We see this grasping of the faux-utilitarian levers as clear as day in the recent news surrounding strike action. Apart from workforces such as train drivers or nurses, industrial (if we can really call it ‘industrial’) action has extended itself from the traditional working-class to the middle classes. Only a couple of days ago, it was announced that Civil Service Fast Stream graduates (earning £28k a year fresh out of university) were moving towards strike action, and the last few years have also been plagued with lecturers and professors striking. This is not to say these jobs are perfect and require no change, but it reveals something very interesting about the faux-utilitarian political system. In the faux-utilitarian narrative, all we ever hear about is talk of increasing equality, yet this exact same society has produced a political framework within which well-to-do bureaucratic servants and academics can strike, and receive establishment sympathy for it. But there is no chance for a minimum wage fast-food worker scolding his hands on hot grills of doing the same. 

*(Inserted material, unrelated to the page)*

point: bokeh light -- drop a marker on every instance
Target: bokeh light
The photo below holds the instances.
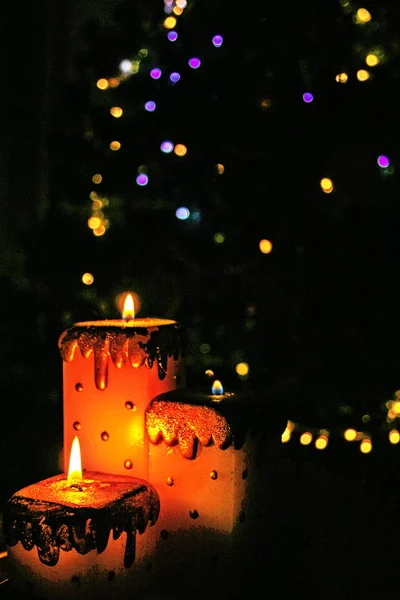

So, how is this justified? This strike action is justified by utilitarian rhetoric. They tell us they are not striking for themselves, but for the future of education, students, graduates, patients, taxpayers, and/or broader society as a whole. A McDonald’s worker, for example, cannot wield the weapon that is utilitarian rhetoric. For it is extremely difficult to make a sound utilitarian defence of McDonald’s (believe me, I used to work there). The moral justification of strike actions, particularly outside of traditionally working-class manual labour sectors, is no longer based upon relative or comparative conditions, or even social class, but rather by a utilitarian checklist that is justified by the mere political administration of these sectors/institutions. It is not a nod towards or battle for truth/justice, but rather a self-justification that is designed to fit within the approved framework of faux-utilitarianism in order to justify their own actions. To be valid, you must be able to prove your utilitarian worth, even if there is no proof of a positive contribution to the majority of society. Without this utilitarian worth, your pay, social class, conditions, hours, or discontent, do not really matter. 

But here is the real kicker: it does not matter whether the claims of wielding utilitarian, common-good value are actually true. All that really matters is being able to control the utilitarian narrative, and faux-utilitarianism is precisely this. It is the domination of political discourse and social life through a utilitarian philosophy, but with no interest as to whether we are objectively witnessing utilitarian outcomes. All things politically permissible by the current system are justified by talk of the common-good, yet very little attention is actually paid to whether this common-good is manifesting itself in wider society. What is being defended in modern political discourse is not really utilitarianism, but rather a utilitarian rhetoric that preserves the status-quo of modern liberal politics, that reactionarily allows it to preserve itself against all criticism or change.  So long as it can frame the opposing argument as being un-utilitarian, regardless of the proof in regard to policy outcome, no further justification is needed. And we swallow this en-masse daily.